Windräder von Gamesa sind in Lateinamerika gefragt. / Bildquelle: Unternehmen

05.12.13 Nachhaltige Aktien , Meldungen

Vertriebserfolge für Windturbinenbauer Gamesa

Die spanische Gamesa soll in Brasilien fünf weitere Windparks mit Anlagen ausstatten. Das meldet das Unternehmen aus dem Baskenland, das eigenen Angaben zufolge mit einem Auftragsvolumen von 1.000 Megawatt (MW) bereits der führende Windkraftanlagenhersteller des Landes ist. Demanch hat der Projektierer Gestamp Wind Gamesa damit beauftragt, dessen Projekte Santana I (20 MW), Santana II und III (je 30 MW), Lanchinha (28 MW) und Pelado (20 MW) mit Windrädern zu beliefern. Die Order im Gesamtumfang von 128 MW soll im Laufe des nächsten Jahres umgesetzt werden. Zudem hat Gestamp Wind die Spanier damit beauftragt, die bestellten Windräder für einen Zeitraum von zehn Jahren zu betreiben.
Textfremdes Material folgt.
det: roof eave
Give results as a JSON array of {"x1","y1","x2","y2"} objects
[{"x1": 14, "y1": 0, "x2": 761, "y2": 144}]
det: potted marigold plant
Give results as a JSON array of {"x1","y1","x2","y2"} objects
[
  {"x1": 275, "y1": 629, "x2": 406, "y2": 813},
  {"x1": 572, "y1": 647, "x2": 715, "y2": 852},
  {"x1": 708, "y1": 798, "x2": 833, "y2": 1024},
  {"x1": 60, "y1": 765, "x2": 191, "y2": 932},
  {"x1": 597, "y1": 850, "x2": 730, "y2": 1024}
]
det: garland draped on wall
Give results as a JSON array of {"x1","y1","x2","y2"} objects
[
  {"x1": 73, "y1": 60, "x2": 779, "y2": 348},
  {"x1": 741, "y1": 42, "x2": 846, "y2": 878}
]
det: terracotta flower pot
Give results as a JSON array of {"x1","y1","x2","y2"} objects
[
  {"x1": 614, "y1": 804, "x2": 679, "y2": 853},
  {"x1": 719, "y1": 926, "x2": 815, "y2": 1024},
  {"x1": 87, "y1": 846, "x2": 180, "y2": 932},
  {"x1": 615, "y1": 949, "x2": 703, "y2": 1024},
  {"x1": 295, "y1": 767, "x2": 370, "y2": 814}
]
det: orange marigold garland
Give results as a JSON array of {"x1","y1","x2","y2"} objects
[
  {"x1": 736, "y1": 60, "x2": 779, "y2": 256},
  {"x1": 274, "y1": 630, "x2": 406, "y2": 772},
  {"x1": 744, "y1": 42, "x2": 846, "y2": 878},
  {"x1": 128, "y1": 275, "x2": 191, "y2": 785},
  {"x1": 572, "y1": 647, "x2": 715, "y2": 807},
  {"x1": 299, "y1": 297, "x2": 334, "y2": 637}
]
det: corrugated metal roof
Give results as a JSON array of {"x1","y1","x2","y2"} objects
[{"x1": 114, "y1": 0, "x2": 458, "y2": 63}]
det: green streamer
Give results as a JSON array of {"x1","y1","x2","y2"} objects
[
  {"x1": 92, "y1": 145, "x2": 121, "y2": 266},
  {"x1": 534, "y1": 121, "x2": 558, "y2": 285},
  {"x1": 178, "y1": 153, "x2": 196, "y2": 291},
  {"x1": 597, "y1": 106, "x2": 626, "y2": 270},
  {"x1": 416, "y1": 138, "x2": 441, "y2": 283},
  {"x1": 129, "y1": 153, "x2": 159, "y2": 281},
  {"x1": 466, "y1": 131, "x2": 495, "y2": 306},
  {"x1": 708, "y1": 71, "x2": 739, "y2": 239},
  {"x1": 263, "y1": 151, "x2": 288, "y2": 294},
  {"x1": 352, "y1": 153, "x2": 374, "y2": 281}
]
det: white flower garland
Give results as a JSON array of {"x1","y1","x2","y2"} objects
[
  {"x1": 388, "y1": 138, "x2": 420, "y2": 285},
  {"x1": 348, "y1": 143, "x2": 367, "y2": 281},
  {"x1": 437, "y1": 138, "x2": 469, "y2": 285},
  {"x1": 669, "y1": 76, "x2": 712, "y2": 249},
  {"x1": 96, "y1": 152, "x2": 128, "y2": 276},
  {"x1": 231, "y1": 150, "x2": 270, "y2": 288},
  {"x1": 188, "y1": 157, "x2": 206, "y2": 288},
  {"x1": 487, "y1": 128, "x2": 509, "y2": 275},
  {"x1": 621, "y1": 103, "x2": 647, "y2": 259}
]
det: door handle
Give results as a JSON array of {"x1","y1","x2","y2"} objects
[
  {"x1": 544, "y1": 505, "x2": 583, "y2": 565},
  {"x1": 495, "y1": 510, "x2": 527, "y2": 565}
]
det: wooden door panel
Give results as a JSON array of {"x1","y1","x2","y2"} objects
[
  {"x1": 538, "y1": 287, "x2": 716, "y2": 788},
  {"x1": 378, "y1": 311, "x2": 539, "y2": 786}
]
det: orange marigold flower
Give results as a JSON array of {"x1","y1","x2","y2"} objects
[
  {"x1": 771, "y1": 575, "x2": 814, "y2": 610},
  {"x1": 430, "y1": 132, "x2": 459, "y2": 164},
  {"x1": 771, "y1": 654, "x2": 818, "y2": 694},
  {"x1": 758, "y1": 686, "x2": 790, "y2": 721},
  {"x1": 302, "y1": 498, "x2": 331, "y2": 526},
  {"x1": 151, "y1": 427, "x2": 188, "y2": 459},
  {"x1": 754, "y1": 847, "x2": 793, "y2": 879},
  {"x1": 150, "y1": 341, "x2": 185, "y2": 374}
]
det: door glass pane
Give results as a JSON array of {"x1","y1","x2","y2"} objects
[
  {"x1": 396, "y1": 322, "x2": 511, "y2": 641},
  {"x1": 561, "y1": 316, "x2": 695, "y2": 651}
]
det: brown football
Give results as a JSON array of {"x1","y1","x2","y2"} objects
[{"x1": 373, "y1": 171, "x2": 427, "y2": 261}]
Gamesa setzt stark auf den Windmarkt in Lateinamerika und konnte so zuletzt den Nachfrageeinbruch in den Absatzmärkten USA und China ausgleichen. Laut der Zwischenbilanz für die ersten neun Monate des laufenden Jahres hat der Windkraftkonzern 51 Prozent der Erlöse in Lateinamerika erwirtschaftet. In der Region drehen sich mittlerweile Windräder von Gamesa mit einer Gesamtkapazität von 1.700 MW. Davon entfallen 394 MW auf Anlagen, die die Spanier in Brasilien errichtet haben. Dort verfügt das Unternehmen auch über Produktionsstätten vor Ort.

Gestamp Wind ist eine Tochtergesellschaft von Gestamp Renewables und ist als Windkraftprojektierer auch in Nordamerika, Südafrika und Europa aktiv. In der Türkei soll Gamesa für diese Kundin jetzt auch die Windfarm Adares in der Nähe von Izmir mit Anlagen bestücken. Wie die Spanier bekanntgaben, wurden hierfür Windräder mit einer Kapazität von zehn MW bestellt. Die Auslieferung sei für die zweite Jahreshälfte 2014 vorgesehen.